La danse africaine

A l’origine du jazz et de la salsa: une matrice originelle commune : la danse africaine

Caractéristiques de la danse africaine

Sur le sol de l’Afrique les danses sont nombreuses, comme les ethnies et les parlers. Pourtant les danses africaines ont en commun un certain nombre de traits caractéristiques qui se retrouveront dans une large mesure dans la danse jazz et la salsa.

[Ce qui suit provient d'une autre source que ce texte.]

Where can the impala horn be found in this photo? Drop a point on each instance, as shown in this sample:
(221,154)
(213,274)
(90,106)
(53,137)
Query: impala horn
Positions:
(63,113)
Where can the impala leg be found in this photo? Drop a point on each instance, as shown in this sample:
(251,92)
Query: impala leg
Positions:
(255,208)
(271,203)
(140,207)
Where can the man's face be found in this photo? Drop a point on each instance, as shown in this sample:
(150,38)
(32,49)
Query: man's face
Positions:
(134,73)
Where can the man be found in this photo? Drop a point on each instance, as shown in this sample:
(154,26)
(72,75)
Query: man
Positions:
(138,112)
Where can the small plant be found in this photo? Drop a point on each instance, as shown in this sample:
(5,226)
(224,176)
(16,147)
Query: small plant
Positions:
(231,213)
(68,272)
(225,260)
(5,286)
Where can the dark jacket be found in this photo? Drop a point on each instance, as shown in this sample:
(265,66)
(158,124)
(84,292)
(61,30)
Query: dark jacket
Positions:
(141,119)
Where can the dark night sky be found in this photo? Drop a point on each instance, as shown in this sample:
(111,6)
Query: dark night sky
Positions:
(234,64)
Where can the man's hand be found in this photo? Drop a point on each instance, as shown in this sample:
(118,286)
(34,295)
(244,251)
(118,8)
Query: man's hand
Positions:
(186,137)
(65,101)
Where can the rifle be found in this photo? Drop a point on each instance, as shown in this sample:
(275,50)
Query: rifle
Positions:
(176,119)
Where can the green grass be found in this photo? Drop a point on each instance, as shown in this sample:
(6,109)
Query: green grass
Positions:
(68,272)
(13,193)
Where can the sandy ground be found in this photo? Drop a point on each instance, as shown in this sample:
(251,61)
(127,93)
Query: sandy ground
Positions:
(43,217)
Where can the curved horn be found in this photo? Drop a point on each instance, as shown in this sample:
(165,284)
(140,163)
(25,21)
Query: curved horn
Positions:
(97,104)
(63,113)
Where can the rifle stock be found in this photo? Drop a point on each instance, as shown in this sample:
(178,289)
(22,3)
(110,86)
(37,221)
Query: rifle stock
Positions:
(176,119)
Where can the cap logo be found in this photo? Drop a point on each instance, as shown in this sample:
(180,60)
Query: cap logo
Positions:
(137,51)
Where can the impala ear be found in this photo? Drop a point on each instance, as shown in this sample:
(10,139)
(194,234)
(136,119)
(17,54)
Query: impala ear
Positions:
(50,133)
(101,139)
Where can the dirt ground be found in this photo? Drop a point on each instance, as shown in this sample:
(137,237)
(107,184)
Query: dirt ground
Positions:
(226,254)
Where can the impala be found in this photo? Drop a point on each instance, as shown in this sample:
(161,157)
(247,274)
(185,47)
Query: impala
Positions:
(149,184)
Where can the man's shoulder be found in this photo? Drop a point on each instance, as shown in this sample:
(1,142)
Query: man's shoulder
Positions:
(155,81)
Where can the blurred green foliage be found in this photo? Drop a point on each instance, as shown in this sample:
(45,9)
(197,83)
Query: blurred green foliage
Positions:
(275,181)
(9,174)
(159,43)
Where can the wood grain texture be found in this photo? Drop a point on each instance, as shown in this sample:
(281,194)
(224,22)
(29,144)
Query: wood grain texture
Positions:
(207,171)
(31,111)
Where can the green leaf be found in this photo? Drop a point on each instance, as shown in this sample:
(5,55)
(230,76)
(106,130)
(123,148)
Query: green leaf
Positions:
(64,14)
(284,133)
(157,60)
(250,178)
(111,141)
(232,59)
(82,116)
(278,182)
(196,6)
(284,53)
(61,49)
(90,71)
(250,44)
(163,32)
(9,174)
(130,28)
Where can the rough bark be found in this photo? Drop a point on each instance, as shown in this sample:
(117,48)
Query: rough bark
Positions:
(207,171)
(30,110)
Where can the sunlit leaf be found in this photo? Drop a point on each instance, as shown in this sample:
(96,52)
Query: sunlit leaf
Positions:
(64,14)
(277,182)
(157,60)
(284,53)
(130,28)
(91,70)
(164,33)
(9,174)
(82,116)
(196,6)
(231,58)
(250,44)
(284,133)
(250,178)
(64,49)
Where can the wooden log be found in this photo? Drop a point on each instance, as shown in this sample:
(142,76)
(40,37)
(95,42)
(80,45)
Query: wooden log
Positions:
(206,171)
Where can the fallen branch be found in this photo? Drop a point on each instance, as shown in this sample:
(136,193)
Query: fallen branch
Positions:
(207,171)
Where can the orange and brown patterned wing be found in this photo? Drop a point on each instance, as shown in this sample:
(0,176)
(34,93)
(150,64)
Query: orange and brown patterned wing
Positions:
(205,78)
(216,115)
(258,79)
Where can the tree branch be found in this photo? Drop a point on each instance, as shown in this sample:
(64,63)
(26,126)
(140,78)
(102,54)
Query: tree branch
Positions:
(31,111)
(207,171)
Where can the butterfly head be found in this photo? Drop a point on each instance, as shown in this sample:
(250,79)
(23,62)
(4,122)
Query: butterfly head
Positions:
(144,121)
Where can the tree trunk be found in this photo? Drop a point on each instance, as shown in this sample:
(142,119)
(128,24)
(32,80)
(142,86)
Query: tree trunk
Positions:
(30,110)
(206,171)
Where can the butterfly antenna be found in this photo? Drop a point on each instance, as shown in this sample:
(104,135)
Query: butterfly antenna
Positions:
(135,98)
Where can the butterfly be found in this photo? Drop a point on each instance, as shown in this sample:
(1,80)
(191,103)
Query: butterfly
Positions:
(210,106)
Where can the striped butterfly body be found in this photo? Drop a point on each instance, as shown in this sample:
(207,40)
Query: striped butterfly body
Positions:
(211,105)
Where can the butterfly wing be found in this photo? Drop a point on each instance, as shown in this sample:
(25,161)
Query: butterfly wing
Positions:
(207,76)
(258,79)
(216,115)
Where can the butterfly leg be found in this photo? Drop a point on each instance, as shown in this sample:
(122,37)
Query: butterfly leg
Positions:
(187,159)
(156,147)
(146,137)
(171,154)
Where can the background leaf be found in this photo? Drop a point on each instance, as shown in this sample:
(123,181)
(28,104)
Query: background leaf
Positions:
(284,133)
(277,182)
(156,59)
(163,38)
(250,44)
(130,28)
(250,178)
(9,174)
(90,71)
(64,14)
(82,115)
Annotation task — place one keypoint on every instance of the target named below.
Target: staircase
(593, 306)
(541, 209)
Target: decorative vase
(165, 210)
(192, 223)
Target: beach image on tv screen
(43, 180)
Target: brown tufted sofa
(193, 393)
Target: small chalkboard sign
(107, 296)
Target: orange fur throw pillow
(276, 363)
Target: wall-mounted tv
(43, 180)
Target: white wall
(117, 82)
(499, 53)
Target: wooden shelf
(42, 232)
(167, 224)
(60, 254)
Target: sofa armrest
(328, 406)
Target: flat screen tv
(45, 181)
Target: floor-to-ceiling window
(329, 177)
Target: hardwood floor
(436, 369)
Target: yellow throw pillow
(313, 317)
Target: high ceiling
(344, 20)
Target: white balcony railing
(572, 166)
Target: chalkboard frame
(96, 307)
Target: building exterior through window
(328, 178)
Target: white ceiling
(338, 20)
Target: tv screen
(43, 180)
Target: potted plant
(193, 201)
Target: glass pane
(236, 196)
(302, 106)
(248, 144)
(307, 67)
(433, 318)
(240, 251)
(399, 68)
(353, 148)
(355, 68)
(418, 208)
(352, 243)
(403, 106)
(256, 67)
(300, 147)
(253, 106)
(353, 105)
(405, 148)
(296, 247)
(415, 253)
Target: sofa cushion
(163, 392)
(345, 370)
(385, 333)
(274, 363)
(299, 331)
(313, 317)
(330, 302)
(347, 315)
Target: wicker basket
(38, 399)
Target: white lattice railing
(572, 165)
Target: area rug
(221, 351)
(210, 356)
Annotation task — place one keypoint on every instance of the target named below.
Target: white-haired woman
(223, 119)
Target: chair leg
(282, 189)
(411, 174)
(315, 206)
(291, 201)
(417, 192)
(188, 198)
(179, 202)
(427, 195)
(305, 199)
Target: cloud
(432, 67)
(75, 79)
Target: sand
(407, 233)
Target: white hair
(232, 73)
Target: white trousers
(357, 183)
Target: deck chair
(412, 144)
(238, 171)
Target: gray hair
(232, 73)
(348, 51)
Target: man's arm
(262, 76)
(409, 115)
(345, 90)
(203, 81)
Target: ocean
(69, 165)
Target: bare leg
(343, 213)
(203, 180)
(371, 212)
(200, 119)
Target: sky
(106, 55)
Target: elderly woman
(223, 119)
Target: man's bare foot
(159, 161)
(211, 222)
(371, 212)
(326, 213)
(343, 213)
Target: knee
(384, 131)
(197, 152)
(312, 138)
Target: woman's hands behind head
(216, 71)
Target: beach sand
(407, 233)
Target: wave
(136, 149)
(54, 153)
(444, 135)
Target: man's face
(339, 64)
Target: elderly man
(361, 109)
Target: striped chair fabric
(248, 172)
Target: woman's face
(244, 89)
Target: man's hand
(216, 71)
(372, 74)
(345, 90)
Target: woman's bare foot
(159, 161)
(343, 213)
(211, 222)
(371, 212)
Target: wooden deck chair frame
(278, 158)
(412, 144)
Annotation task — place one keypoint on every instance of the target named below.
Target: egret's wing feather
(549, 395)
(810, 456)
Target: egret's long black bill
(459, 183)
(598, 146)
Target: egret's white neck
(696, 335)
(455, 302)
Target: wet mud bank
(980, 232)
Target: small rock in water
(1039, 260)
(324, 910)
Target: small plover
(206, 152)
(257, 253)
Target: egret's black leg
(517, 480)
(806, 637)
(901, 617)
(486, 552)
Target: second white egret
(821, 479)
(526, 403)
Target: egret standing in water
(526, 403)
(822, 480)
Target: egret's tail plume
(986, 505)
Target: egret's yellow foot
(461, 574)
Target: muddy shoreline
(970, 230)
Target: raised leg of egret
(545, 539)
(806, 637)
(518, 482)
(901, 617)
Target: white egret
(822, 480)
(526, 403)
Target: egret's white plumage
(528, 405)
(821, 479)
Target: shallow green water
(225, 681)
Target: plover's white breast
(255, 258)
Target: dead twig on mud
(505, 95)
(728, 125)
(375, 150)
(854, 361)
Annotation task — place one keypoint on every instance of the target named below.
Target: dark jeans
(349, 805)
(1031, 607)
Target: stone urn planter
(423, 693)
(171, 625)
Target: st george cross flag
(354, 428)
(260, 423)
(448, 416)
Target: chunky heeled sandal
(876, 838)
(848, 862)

C’est pourquoi nous utiliserons le singulier, « la danse africaine », pour évoquer ces singularités.

Comment caractériser la danse africaine, celle d’hier comme celle d’aujourd’hui ?

La danse africaine se caractérise par un rapport au sol spécifique : l’attaque du pied au sol. Les genoux sont pliés, ce qui implique que le bassin est proche du sol. Le centre de gravité est bas, ce qui permet de varier les dynamiques : opposer des mouvements très rapides à des mouvements plus lents et plus liés. Cela permet aussi de donner un effet de surprise, d’inattendu. Les mouvements sont surtout saccadés, vifs, secs et rapides. Il y a beaucoup de ruptures, d’accents, d’isolations et de dissociations. La polyrythmie transparaît dans le corps du danseur : le rythme des mouvements des mains par exemple peut être différent de celui des jambes, du buste etc… Ce rythme peut être marqué au sol par les pieds. Le corps du danseur semble perpétuellement habité par une pulsion rythmique, souvent marquée au niveau du sternum. La danse africaine mobilise tout le corps de façon très physique. Il y a beaucoup de mouvements acrobatiques. La danse révèle en quelque sorte l’impétuosité et la force du corps.

J’ai moi-même observé au cours d’un séjour en Côte d’Ivoire que souvent les jeunes se retrouvent sur les plages pour se défier corporellement. La notion de défi est fondamentale dans la danse africaine. Elle le sera aussi plus tard dans la danse jazz et dans la salsa. Souvent, en Afrique les jeunes se défoulent en faisant des figures acrobatiques, simulent des combats qui ne sont pas sans rappeler la capoiera, danse et musique brésilienne pratiquée par les esclaves noirs dès le XVIIe siècle à Bahia.

Les danses africaines peuvent exprimer une petite histoire, une anecdote ou un récit. Elles peuvent célébrer des esprits ou des divinités. Le savoir et les connaissances des anciens se transmettent par voix orale. La danse, comme la musique, participent de ce moyen de transmission.

Les masques africains ont une valeur religieuse. Le masque Baoulé par exemple représente une divinité, il a sa chorégraphie particulière. Le danseur masqué porte une sorte de

robe en paille, enroulé autour de la taille. Lors de sa danse, il va l’enlever petit à petit en exécutant une sorte de transe avec des mouvements très rapides et saccadés. Son masque lui sert pour danser, pour s’identifier à la divinité mais c’est aussi un objet de culte qu’il vénère.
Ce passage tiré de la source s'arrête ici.